Irak: Des élections provinciales pour consolider le pouvoir d'un cran

Les Irakiens éliront le 18 décembre leurs conseils provinciaux, premier scrutin du genre en une décennie (Photo, AP).
Les Irakiens éliront le 18 décembre leurs conseils provinciaux, premier scrutin du genre en une décennie (Photo, AP).
Short Url
Publié le Jeudi 14 décembre 2023

Irak: Des élections provinciales pour consolider le pouvoir d'un cran

  • A Bagdad et dans les autres villes, pancartes et banderoles des candidats ont envahi les rues, parfois arrachées par des passants tant la désillusion est grande
  • Mastodonte de la scène politique, le Courant du leader religieux chiite Moqtada Sadr boycotte le scrutin

BAGDAD: Les Irakiens éliront le 18 décembre leurs conseils provinciaux, premier scrutin du genre en une décennie. Dans un pays riche en pétrole et miné par la corruption, ces élections devraient permettre de consolider les partis au pouvoir et les groupes pro-Iran, estiment des experts.

A Bagdad et dans les autres villes, pancartes et banderoles des candidats ont envahi les rues --parfois arrachées par des passants, tant la désillusion est grande.

Mastodonte de la scène politique, le Courant du leader religieux chiite Moqtada Sadr boycotte le scrutin, laissant les coudées franches à ses rivaux du "Cadre de coordination".

Cette coalition alignée sur Téhéran domine déjà le Parlement. Elle réunit des partis islamistes chiites et les factions du Hachd al-Chaabi --anciens paramilitaires intégrés aux forces régulières.

Elus tous les quatre ans, les conseils provinciaux "représentent un butin pour de nombreuses factions politiques cherchant à s'enraciner profondément dans le système, dans les administrations locales, et exploiter les capacités de l'Etat à leur profit", résume Ali Al-Baidar, politologue.

Ces instances "peuvent être un marchepied vers le Parlement", dit-il à l'AFP, en référence aux législatives prévues en 2025.

Instaurés après l'invasion américaine et la chute de Saddam Hussein en 2003, les conseils municipaux jouissent d'importantes prérogatives: élection du gouverneur, allocations des budgets de la santé, des transports ou de l'éducation.

Leurs détracteurs voient dans ces institutions des nids à corruption favorisant le clientélisme.

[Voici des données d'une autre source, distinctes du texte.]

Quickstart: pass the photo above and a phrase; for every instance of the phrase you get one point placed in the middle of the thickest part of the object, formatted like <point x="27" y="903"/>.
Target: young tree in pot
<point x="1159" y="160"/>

Pour apaiser les manifestants lors d'un vaste soulèvement contre le pouvoir fin 2019, le Parlement acceptait la dissolution des conseils provinciaux. Mais le gouvernement de l'actuel Premier ministre Mohamed Chia al-Soudani a acté leur rétablissement.

«Projets locaux»

"Les conseils provinciaux sont très importants pour fournir des services publics aux citoyens", estimait récemment Hadi al-Ameri, haut commandant du Hachd qui dirige l'influente organisation Badr.

Député issu de la même majorité, Bahaa al-Nouri souligne à l'AFP le rôle de supervision de ces conseils qui "suivent le travail des gouverneurs, décident des projets locaux, et demandent des comptes aux directeurs des administrations."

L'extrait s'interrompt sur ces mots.